Implications and Future Research

MirrorBench empirically demonstrates that extant MLLMs, including leading proprietary architectures, lack robust emergence of self-centric intelligence as operationalized by the mirror-test paradigm. High-order self-representation remains unachieved at scale, with virtually all models collapsing to near-zero success on unsupervised or implicit self-recognition tasks (Levels 2 and 3), irrespective of parameter count, architecture, or prior exposure.

The practical implications are pronounced for embodied AI, where robust, generalizable behavior increasingly demands dynamic internal modeling of agent-environment boundaries and self-to-world mappings. Theoretically, the findings reassert the distinctness of self-referential reasoning from other forms of scene understanding and spotlight self-centric capability as a clear bottleneck for general intelligence emergence.

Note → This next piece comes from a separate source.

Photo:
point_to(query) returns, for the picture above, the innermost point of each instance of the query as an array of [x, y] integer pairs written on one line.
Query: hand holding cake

Future progress demands advances in self-modeling, potentially integrating domain-adaptive training, continual embodiment exposure, or novel architectural priors that encode self/environment distinction.

Conclusion

MirrorBench constitutes the first systematic, MSR-grounded evaluation of self-centric intelligence in MLLMs, revealing severe and persistent deficiencies in embodied self-representation. The pronounced gap between human and artificial agents on this benchmark establishes a concrete diagnostic for future research and a clear objective for the development of more adaptive, trustworthy embodied AI.